Back in 2017(!) I was the design-lead on putting this pitch together, to propose a retail scheme for three brands under one roof at this ‘historic’ UK location (well, ‘historic’ in car dealership terms. The clients have been there for decades.) But the whole (free) pitch was covered under an NDA and I couldn’t share it until now. But as the company who I worked for on the pitch have just made it public… well, there we go.
The brief, as we defined it, was to ‘rejuvenate a brand’s presence at an iconic location, and introduce an opportunity to present a piece of theatre along a major commuter route’. The project was basically to propose a super-sized multi-franchise car dealership that was more like a department store (remember those?) than a garage, orientated around longer visits and drive-through service drop-of-and-collect for owners.
I undertook to survey the location and site context (and walking around the area in stealth mode, as the retailer was not aware the brand owners were intending any changes), from which I drew a SketchUp model of the vicinity. This helped me identify the important site lines (rather than listen to other peoples’ guesses; this part of West London was in the early throws of high-rise residential development which was rapidly altering the landscape) and so informed my design proposals for the form, format and orientation of the building.
Working closely with an interior designer, I directed the concept of the facetted architectural form on a platform with the overselling roof. Each brand, as a result of the facets, gained a shop window which took advantage of the topography and sweeping views towards the arterial road (one of the capital’s busiest.)

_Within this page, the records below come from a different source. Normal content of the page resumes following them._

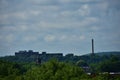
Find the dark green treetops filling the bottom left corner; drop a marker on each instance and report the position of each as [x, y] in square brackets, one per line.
[10, 71]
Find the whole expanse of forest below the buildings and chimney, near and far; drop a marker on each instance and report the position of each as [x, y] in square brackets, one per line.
[99, 67]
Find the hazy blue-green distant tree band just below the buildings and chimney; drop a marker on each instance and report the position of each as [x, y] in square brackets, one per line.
[98, 57]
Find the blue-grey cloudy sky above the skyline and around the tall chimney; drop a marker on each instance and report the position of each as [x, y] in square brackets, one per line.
[65, 26]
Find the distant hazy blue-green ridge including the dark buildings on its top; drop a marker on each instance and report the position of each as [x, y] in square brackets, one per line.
[44, 57]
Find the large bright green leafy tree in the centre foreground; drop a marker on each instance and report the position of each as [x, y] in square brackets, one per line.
[54, 70]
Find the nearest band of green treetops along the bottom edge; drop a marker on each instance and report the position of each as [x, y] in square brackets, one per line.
[51, 70]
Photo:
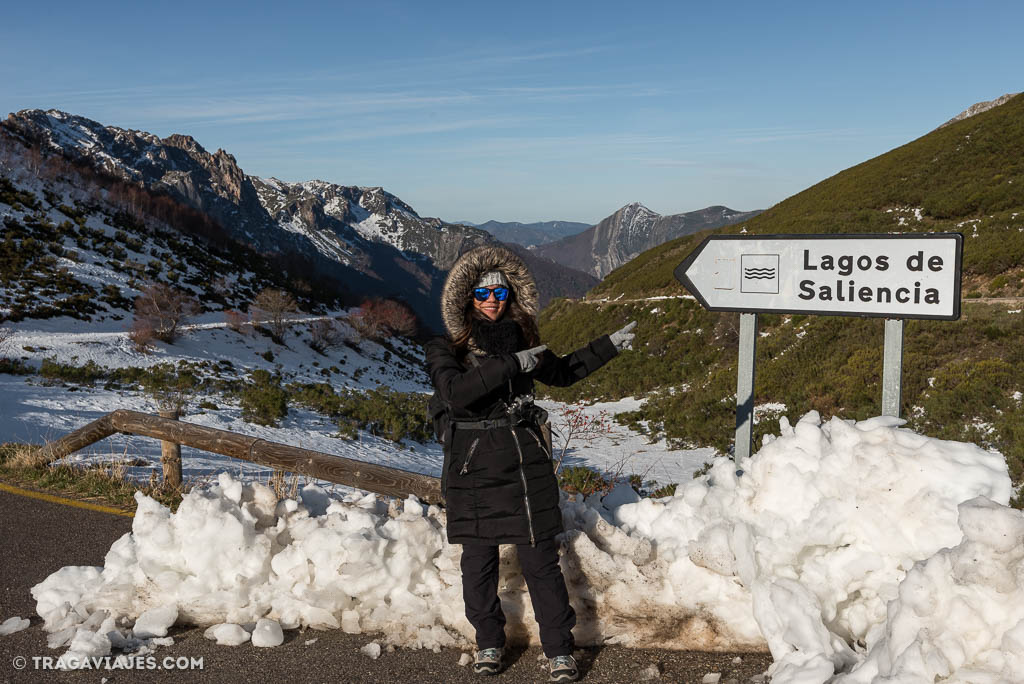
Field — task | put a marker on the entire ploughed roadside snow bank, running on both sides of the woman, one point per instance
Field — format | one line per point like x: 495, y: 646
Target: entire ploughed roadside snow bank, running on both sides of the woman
x: 804, y: 547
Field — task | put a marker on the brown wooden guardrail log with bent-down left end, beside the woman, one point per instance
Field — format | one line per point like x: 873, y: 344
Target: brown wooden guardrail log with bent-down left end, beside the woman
x: 370, y: 477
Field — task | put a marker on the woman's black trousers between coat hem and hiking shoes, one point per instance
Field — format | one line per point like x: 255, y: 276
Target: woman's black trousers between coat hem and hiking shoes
x: 547, y: 593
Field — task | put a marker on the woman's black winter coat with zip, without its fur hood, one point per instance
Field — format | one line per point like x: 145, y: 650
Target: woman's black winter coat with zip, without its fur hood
x: 499, y: 484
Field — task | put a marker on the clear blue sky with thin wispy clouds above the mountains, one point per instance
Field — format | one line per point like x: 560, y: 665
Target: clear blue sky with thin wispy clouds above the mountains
x: 524, y: 111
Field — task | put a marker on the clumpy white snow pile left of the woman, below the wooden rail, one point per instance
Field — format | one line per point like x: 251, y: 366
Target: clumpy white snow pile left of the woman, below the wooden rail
x: 234, y: 555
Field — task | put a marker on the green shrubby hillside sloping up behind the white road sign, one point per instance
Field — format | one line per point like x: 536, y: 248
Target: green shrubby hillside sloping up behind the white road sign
x: 962, y: 379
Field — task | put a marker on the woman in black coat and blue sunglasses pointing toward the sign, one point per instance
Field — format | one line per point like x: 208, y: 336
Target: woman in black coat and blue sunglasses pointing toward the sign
x: 498, y: 478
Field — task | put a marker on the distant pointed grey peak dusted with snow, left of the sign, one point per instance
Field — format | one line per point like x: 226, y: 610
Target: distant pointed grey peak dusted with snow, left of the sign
x: 632, y: 230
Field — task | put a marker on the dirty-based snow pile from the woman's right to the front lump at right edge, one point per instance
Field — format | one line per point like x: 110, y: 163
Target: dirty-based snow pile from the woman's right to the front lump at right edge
x: 804, y: 544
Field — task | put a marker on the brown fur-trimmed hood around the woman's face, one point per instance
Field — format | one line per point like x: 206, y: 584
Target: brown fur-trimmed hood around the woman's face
x: 467, y: 271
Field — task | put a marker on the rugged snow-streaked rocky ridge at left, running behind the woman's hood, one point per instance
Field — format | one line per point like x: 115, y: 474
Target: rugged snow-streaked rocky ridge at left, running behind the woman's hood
x: 364, y: 237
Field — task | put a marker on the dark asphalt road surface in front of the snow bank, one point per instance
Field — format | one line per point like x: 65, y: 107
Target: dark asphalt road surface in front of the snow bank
x: 39, y: 538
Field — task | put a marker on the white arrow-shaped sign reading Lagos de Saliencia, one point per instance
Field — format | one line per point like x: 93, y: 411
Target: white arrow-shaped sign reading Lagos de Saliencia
x: 911, y: 276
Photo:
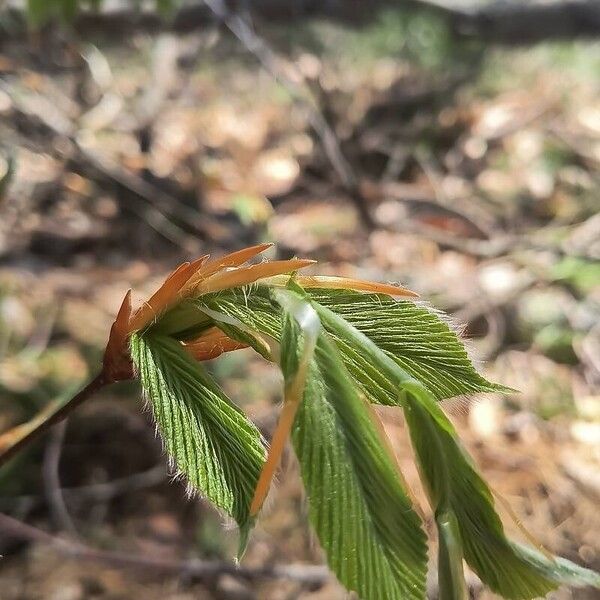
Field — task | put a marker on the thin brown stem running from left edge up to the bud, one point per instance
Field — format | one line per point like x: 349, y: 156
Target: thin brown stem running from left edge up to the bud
x: 24, y: 435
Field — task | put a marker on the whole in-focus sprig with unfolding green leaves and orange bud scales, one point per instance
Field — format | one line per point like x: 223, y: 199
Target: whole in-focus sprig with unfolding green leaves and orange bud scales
x: 342, y: 346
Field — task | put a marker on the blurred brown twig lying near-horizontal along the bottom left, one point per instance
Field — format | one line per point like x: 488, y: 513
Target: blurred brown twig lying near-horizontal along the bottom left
x: 308, y: 575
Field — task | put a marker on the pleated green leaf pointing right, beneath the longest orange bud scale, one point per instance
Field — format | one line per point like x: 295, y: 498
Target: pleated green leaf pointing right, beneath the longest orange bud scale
x: 413, y: 336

In addition the new frontages on the new podium level provided a series of stages, housing ‘hero’ displays, augmented with super-scale backdrops. These then doubled-up as billboards, which were intended to deploy the latest digital and lighting techniques and so creating an ever-changing performance of movement and light for passers-by. And drivers stuck in the usual tailbacks on this stretch of road.
The pitch and proposal was well received. But, as is usually the case with pitched work that a potential client has no investment in, has yet to get beyond the ‘that’s a nice idea’ stage. And hardly likely to progress now.
That notwithstanding, it was an amazing opportunity to devise a strategy from the landscape, upwards, and make a significant contribution to the a retail experience and its physical environment, as a graphic designer. Would quite like another shot.